California youth: Trouble in mind
Collaboration: Agencies must work together to alter a life path
Gang membership, school dropout, juvenile delinquency and substance abuse are highly correlated with the chronic mental health disorders that affect 1 in every 5 children under the age of 17.
Because few community resources exist for early diagnosis and treatment, however, only 1 in 10 will ever receive the mental health treatment they need.
Certainly, public agencies face formidable barriers to change this life trajectory. But if communities can find a way to coordinate services to meet the mental health needs of children, then there is hope that early intervention will make a difference.
Fortunately for Mary, the mother of one of these children, models of agency collaboration already exist in some counties.
“Alan has a behavior,” Mary began. “He hits himself and he hits other children. Instead of him trying to use his words, he would attack you.”

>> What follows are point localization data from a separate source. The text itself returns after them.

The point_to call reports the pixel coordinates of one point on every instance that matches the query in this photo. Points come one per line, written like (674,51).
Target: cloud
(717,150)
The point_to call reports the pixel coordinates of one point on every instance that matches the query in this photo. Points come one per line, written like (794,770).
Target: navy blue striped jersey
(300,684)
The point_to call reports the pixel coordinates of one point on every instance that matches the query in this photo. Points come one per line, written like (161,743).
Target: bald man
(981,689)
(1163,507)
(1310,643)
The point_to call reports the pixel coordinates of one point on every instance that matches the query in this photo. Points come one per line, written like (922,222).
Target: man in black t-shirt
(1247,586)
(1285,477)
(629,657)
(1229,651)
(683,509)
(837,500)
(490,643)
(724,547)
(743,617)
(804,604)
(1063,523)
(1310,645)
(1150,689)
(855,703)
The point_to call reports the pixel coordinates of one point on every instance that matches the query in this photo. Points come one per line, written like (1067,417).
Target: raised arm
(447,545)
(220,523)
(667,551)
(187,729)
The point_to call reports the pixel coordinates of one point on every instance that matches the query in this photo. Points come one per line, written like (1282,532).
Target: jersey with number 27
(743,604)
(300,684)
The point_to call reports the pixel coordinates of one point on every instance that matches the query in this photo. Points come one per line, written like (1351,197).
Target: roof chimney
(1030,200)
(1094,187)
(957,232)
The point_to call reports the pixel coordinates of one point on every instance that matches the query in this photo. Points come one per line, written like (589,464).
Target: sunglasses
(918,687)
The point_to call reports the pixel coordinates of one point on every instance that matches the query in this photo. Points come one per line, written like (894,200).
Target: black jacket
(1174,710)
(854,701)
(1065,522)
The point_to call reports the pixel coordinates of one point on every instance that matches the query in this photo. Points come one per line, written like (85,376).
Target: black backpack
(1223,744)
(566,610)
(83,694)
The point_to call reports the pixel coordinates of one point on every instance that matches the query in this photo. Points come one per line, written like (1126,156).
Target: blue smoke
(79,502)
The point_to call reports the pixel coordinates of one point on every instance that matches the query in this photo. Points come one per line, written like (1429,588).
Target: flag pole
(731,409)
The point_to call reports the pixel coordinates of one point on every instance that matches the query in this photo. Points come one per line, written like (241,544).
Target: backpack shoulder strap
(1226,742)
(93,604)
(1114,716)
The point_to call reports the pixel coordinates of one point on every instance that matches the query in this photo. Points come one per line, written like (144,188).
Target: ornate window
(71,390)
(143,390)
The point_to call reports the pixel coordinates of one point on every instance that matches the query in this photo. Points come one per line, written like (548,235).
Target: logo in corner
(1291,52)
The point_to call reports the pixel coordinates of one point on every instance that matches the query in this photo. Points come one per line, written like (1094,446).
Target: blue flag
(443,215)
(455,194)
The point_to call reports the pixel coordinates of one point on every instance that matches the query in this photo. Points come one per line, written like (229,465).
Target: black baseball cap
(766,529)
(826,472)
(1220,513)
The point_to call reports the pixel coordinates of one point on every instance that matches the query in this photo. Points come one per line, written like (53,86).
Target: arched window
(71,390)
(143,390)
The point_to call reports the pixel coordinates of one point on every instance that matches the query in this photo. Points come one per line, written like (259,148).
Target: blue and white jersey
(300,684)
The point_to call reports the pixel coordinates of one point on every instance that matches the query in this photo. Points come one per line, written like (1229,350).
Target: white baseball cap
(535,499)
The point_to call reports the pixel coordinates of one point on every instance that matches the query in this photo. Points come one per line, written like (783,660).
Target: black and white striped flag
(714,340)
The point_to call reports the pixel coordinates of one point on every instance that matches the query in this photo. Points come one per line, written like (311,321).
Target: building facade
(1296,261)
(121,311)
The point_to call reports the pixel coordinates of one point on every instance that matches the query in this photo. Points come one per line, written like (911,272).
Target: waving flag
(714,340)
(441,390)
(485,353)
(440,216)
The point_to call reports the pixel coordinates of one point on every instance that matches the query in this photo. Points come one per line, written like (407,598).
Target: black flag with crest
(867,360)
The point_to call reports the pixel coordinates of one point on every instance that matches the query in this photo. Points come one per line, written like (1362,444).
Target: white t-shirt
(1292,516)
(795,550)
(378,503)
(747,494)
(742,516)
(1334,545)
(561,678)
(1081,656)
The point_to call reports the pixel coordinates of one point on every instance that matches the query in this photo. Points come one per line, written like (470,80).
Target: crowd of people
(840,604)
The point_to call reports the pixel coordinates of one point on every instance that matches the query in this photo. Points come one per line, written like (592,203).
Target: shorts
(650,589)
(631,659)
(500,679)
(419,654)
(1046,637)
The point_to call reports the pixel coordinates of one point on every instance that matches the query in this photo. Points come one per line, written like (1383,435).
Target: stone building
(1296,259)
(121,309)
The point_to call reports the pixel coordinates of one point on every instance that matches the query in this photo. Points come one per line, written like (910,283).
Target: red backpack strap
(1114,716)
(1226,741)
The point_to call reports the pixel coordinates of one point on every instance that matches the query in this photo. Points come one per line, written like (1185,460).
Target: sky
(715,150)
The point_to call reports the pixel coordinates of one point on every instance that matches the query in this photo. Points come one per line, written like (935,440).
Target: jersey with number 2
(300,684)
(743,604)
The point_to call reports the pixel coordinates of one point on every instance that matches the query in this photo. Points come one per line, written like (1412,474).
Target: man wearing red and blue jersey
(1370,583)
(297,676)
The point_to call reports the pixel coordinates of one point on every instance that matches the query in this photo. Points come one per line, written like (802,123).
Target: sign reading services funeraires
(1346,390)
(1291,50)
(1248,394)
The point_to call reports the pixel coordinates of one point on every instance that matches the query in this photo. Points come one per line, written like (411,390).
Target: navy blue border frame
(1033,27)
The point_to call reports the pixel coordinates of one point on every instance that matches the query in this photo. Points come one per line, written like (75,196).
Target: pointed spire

For the past three years, Mary has retold the story. Like many young mothers, Mary had not noticed anything unusual about her baby’s development. Somewhere around age 2, however, language development stopped and he became increasingly aggressive, especially toward his mother. Anxious for help, Mary started with her pediatrician and followed the path of referrals from one agency to another.
The journey was frustrating. At each encounter, the agencies offered a diagnosis and suggested interventions. But they did not talk to one another, and no one suggested that they should.

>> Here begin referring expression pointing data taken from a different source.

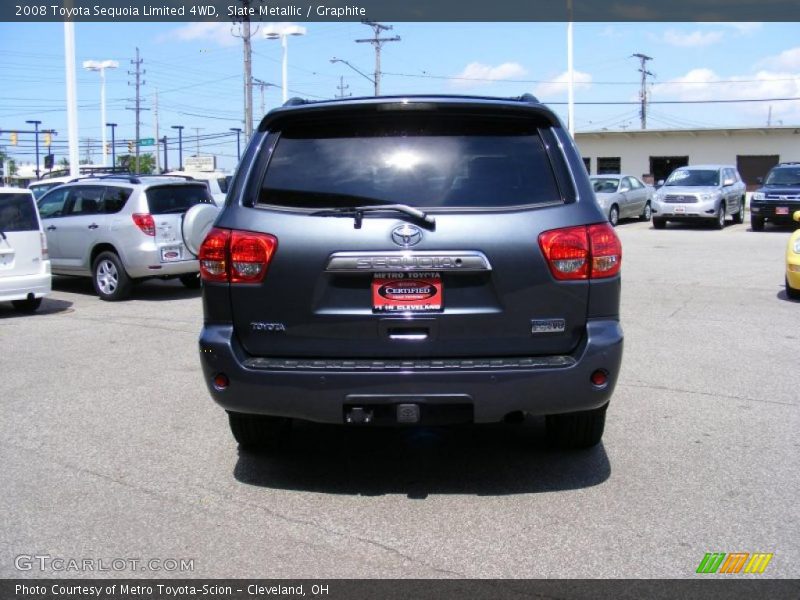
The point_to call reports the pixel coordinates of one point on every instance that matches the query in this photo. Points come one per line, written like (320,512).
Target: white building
(653,153)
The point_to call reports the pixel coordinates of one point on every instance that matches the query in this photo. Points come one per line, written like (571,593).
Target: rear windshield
(17,213)
(701,177)
(420,162)
(42,188)
(784,176)
(168,199)
(605,186)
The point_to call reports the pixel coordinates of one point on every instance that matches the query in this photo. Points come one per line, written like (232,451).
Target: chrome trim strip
(380,262)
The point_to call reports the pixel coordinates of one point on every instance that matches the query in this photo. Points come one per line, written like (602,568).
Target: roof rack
(529,98)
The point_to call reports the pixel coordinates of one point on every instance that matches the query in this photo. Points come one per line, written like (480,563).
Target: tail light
(145,222)
(213,255)
(575,253)
(232,256)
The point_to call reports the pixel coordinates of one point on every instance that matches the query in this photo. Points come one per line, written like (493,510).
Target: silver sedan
(622,196)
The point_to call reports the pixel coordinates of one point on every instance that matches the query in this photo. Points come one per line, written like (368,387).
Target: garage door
(754,166)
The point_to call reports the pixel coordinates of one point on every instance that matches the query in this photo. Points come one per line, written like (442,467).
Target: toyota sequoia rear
(410,261)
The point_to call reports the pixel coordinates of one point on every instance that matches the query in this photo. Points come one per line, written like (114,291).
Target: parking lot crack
(699,393)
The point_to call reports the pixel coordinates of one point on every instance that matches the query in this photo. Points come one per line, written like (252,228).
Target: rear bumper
(316,390)
(19,287)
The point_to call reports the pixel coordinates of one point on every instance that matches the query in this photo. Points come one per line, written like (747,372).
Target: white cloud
(559,84)
(705,84)
(477,74)
(220,34)
(788,60)
(694,39)
(740,28)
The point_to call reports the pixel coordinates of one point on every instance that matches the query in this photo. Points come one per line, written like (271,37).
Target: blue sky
(197,70)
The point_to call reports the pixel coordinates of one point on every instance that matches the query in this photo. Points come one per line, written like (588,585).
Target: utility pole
(139,82)
(342,87)
(197,131)
(164,141)
(155,126)
(113,145)
(643,58)
(248,69)
(180,146)
(36,128)
(377,42)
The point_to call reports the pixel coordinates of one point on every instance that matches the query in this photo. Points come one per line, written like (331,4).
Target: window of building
(608,165)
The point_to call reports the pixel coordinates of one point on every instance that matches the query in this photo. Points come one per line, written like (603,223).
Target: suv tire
(259,432)
(111,281)
(29,305)
(738,218)
(576,430)
(191,281)
(719,218)
(613,216)
(647,213)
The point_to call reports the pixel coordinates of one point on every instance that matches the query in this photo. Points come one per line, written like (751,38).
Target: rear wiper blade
(357,212)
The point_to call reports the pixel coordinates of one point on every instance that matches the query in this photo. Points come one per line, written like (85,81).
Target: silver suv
(700,193)
(120,229)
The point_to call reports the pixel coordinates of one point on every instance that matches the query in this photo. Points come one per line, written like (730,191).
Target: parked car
(793,262)
(778,198)
(410,261)
(24,264)
(42,186)
(700,192)
(622,197)
(121,229)
(217,182)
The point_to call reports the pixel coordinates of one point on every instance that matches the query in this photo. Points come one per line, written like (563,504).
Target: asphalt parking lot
(111,447)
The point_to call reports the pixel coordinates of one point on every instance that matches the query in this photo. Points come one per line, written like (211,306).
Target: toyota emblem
(406,235)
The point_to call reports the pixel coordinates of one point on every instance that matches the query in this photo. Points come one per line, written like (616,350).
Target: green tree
(147,163)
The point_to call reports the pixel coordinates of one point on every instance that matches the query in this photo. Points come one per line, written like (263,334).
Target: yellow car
(793,262)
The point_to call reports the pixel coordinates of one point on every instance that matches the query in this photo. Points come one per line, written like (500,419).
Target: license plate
(171,253)
(407,292)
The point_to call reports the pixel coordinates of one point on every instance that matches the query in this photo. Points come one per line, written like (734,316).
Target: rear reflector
(582,252)
(213,255)
(145,222)
(599,378)
(231,256)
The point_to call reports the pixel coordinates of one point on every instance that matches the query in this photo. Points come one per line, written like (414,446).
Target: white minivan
(24,263)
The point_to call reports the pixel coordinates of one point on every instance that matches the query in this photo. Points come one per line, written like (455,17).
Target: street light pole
(100,67)
(238,131)
(180,146)
(36,128)
(113,145)
(282,33)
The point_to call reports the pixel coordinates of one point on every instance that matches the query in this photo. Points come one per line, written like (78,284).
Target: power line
(643,58)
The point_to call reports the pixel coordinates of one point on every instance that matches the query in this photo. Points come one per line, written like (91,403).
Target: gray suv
(700,193)
(410,261)
(120,229)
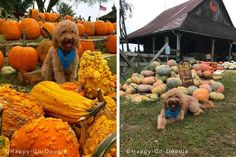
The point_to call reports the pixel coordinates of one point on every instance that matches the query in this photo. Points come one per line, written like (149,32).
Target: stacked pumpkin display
(155,82)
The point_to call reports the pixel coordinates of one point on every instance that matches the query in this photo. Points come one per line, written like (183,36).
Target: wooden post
(230,50)
(153,45)
(212,49)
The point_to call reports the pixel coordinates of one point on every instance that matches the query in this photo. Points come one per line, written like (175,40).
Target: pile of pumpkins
(149,85)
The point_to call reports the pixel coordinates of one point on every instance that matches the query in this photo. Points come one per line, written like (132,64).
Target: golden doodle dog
(177,105)
(62,60)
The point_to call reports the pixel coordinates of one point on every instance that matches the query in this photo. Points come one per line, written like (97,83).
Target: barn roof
(182,17)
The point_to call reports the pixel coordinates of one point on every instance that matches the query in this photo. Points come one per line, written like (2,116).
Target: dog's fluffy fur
(175,98)
(65,37)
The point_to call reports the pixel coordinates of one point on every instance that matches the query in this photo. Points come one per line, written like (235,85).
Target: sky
(144,13)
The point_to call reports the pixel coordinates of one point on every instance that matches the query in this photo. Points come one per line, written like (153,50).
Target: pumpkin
(159,89)
(163,70)
(143,88)
(1,60)
(30,28)
(137,78)
(94,73)
(23,58)
(173,83)
(18,109)
(111,44)
(4,146)
(81,29)
(154,64)
(207,74)
(196,67)
(157,83)
(89,28)
(110,28)
(191,89)
(11,30)
(56,136)
(50,27)
(217,96)
(149,80)
(1,22)
(201,94)
(171,62)
(206,86)
(147,73)
(218,87)
(43,48)
(100,28)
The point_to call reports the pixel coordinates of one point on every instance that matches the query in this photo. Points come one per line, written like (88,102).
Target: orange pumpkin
(49,136)
(30,28)
(89,28)
(110,28)
(11,30)
(50,27)
(100,27)
(1,60)
(111,44)
(43,48)
(1,22)
(23,58)
(81,29)
(201,94)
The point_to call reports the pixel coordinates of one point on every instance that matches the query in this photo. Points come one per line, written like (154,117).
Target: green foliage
(65,9)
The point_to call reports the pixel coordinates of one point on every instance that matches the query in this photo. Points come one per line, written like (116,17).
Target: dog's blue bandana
(171,114)
(67,59)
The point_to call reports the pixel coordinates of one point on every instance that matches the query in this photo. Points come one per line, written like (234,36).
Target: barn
(200,29)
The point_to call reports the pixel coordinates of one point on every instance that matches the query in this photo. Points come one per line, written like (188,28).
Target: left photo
(58,78)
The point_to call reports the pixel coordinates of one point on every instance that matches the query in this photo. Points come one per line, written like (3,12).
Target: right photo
(177,78)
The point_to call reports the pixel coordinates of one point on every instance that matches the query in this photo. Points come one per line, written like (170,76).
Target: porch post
(153,45)
(230,50)
(212,49)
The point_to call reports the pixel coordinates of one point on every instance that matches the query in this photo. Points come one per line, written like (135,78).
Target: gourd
(173,82)
(149,80)
(216,96)
(23,58)
(111,44)
(61,103)
(30,28)
(147,73)
(1,60)
(11,30)
(46,134)
(171,62)
(201,94)
(137,78)
(144,88)
(94,73)
(154,64)
(206,86)
(159,89)
(163,70)
(191,89)
(218,87)
(18,109)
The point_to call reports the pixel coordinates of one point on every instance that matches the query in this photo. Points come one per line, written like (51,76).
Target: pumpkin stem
(48,33)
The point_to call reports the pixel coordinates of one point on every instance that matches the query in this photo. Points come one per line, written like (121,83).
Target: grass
(211,134)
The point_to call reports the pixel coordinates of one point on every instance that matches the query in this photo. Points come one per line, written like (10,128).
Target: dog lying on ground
(62,60)
(176,106)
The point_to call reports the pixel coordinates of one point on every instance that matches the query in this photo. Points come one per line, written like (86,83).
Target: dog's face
(174,99)
(66,35)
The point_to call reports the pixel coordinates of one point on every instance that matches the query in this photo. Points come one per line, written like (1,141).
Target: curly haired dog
(62,60)
(176,106)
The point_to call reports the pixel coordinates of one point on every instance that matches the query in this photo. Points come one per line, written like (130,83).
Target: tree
(16,6)
(65,9)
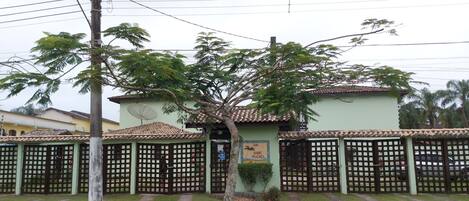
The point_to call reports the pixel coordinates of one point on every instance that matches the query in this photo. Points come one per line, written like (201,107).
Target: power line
(408,44)
(38,10)
(37,17)
(38,23)
(249,5)
(30,4)
(198,25)
(409,59)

While everyone wanted to help, interventions were piecemeal and disjointed. Hope soon turned to frustration. After nearly two years, progress stayed minimal and the professional flow of new ideas ran dry. As the severity of the tantrums, screaming and aggression escalated, the likelihood that Alan would improve and not deteriorate further became increasingly remote, and Mary pessimistically awaited the outcome of one final referral.
Mary’s experience is not uncommon. Left to navigate a system of multiple service agencies, each with differing eligibility, funding, licensing and accountability standards, families must oftentimes accept services that lack the coordination necessary to address the complex needs of their children.
While collaboration within professions is common, collaboration across professions is rare. As a result, each agency interprets the needs of the child from their own perspective.
But this time, Mary’s experience was different. Alan was referred to an interagency collaborative clinic where everyone was focused on his unique strengths and needs. As professionals with medical, psychological, educational and mental health expertise talked together, a new pattern of coordinated and intensive services was proposed.
The results were dramatic. At 4½, Alan went from functioning at a 14month level to age-appropriate levels in expressive and receptive language, behavior and school readiness.
“Like I said before,” Mary said and smiled, “he’s wonderful! He’s amazing! Family and friends are noticing a change and asking, ‘Did you put him on drugs?’ ”
While Alan’s progress is exceptional, it is not an outlier in a program with a decade of coordinated care. There have been many stories of child outcomes that are equally impressive. Each changed trajectory has been made possible because public agencies chose to work together for the good of the children and their families.
Alan’s story holds out hope that other counties will choose the same.